What happens for me is everything I touch becomes part of my obsessive compulsive pattern. And that includes music. When I was a senior in high school, I was doing very well with piano all along, and I would ritualistically play scales over and over again. And it had to be perfect. And there was a lot of emphasis on scales and technique. But I’d start up the scale, and it wouldn’t be just right, and I’d play it over again, and I had it in my mind I had to play it at least, this would be on a small amount, at least five times, PERFECTLY, in a row. But if one time was wrong, I had to start all over again.


I have had only one time when I actually made a suicidal gesture. That one time I came home and I packed my bags, and I put every pill in the house in this bag. I put a knife in the bag. And, I’m like, okay, I’m just going to find a way to do this. But it was at night, and I said, okay, “I need to call someone.”
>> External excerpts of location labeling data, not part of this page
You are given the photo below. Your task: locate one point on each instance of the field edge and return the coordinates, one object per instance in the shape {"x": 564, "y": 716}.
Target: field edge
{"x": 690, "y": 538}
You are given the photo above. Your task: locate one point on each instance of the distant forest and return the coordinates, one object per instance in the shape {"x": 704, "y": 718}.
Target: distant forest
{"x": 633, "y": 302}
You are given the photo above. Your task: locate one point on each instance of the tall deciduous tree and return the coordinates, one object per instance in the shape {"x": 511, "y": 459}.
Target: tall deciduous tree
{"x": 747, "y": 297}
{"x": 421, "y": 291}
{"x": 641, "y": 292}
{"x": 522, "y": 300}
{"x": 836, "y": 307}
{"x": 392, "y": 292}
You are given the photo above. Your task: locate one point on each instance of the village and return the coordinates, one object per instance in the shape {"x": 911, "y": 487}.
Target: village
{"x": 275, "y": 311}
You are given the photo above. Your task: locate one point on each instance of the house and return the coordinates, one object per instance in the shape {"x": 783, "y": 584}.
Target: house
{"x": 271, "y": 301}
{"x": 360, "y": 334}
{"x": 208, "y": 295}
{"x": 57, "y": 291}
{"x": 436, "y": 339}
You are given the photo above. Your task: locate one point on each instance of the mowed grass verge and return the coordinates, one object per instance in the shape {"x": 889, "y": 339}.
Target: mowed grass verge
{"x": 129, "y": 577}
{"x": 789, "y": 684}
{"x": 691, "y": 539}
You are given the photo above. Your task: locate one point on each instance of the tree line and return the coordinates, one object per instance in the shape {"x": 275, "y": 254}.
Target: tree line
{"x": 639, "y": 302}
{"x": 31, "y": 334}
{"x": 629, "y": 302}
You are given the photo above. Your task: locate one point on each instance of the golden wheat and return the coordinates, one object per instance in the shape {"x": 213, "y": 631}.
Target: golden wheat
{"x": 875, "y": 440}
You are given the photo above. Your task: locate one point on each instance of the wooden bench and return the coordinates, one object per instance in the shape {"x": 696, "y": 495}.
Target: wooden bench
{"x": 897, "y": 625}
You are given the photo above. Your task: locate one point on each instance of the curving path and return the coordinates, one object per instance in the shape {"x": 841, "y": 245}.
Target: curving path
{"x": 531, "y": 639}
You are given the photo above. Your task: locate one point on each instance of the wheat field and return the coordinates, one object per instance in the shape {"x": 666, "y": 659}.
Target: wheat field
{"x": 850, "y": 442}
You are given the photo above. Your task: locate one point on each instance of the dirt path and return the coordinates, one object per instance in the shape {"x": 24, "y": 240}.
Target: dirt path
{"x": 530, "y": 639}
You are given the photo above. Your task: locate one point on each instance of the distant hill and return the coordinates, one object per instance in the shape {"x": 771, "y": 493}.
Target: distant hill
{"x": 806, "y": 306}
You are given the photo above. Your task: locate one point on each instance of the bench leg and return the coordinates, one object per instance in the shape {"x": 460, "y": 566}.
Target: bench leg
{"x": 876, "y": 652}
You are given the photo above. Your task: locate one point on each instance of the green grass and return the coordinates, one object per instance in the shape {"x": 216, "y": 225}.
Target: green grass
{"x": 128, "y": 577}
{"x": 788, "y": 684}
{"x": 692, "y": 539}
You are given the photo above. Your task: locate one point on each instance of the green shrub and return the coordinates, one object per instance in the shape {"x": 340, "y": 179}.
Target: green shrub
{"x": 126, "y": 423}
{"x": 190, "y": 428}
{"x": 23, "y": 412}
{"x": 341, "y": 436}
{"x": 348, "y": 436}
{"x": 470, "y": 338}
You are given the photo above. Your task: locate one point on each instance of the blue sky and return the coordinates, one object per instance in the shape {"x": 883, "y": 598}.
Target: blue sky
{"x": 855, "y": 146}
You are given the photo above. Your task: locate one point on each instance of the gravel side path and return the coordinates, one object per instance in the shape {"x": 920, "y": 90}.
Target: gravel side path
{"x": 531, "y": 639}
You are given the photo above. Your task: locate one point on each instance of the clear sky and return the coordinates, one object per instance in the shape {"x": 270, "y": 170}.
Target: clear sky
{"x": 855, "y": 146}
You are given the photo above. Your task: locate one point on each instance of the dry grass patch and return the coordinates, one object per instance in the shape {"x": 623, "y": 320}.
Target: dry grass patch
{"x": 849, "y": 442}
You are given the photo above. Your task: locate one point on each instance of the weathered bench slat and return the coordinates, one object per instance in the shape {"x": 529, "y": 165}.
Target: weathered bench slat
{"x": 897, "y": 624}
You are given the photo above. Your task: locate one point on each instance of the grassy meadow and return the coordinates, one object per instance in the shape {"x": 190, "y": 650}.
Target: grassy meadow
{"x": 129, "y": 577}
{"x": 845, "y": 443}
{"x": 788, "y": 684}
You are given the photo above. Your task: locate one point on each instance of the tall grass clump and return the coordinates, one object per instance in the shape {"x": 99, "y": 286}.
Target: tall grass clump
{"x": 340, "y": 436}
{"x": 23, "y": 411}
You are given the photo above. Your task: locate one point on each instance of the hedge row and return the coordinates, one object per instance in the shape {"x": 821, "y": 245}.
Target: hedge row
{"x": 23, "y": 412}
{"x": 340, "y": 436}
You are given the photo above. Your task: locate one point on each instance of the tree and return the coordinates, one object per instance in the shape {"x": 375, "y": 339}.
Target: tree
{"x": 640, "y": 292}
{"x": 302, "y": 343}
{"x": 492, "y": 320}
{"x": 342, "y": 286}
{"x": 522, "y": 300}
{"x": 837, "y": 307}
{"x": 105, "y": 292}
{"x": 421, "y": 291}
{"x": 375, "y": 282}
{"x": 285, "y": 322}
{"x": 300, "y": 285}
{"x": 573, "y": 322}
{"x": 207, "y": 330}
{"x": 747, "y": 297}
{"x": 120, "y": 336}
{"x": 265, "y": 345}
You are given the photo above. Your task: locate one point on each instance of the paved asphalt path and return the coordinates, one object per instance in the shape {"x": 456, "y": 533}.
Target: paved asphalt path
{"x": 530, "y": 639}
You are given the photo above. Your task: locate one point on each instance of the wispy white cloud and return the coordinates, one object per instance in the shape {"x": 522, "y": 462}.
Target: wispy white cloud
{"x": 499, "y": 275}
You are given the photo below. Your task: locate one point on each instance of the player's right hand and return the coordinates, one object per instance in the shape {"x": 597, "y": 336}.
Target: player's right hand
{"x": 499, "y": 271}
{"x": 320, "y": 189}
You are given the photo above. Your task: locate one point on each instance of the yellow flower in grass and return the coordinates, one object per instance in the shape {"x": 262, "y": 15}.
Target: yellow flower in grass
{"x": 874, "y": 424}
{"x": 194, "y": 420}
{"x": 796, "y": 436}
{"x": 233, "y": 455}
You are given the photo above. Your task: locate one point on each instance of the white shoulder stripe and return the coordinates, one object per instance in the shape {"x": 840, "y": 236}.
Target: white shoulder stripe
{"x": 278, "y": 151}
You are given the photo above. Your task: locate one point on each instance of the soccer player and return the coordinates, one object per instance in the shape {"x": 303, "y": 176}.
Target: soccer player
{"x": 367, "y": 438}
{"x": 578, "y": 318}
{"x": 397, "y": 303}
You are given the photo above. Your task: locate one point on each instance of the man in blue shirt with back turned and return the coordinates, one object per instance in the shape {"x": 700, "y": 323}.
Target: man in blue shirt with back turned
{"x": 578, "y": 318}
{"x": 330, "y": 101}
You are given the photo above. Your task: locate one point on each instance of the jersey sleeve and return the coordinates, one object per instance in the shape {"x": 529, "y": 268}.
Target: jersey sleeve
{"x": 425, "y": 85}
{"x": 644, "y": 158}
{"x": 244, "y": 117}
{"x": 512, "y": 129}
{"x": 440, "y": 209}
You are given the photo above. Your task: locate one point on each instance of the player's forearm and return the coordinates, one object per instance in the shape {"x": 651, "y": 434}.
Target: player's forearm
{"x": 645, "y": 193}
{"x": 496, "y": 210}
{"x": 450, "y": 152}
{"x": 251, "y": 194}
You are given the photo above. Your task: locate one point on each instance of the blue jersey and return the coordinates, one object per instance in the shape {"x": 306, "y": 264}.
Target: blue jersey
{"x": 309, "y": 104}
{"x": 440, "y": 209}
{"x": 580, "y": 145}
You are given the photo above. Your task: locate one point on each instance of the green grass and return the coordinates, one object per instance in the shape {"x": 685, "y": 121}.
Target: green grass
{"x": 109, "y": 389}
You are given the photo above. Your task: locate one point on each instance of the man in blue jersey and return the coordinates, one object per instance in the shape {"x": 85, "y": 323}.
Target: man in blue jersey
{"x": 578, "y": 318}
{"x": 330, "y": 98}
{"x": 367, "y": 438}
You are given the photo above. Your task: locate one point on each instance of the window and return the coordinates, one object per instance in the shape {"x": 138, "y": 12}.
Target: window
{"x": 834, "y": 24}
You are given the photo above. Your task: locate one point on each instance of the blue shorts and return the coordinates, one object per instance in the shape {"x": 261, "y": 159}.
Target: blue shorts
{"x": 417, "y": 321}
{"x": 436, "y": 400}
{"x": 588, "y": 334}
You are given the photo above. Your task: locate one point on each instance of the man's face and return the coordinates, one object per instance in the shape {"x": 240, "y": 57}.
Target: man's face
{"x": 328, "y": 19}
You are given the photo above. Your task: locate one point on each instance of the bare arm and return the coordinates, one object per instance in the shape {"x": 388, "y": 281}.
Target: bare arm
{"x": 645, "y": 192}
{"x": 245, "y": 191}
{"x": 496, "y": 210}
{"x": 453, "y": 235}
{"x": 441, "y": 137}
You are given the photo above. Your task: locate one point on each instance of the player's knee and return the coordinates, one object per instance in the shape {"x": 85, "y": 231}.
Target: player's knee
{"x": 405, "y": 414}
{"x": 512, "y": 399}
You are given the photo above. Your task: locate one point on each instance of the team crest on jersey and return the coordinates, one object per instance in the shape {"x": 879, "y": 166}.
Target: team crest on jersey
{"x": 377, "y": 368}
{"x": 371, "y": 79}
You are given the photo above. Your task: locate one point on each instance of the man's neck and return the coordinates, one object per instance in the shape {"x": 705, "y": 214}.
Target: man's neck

The book is called, How I stayed alive when my brain was trying to kill me, by Susan Rose Blauner. This book, I just can’t say enough about. If there’s one thing that comes out of my part in this documentary, and that is that people know about this book… She talks about making a crisis plan of what you’re going to do when you feel this way.


I read some material about the Americans with Disabilities Act, and I read things like “Nobody can accommodate you if you don’t tell them what you need to be accommodating with.” So, a couple jobs ago, I took that to heart and told people in human resources and managers some of what I was dealing with, and I used the OCD label. And it backfired. They did not understand what this meant, and then they would blame everything on that, and they ended up asking me to leave.


I think it is great for people to simply be available. That doesn’t mean that everybody sits around and doesn’t have full time jobs and stuff. But some people feel like they’re not worthy of helping because they don’t have a psychology degree, or they’re not a therapist… I think people in congregations sell themselves short of how much of an impact they are able to have.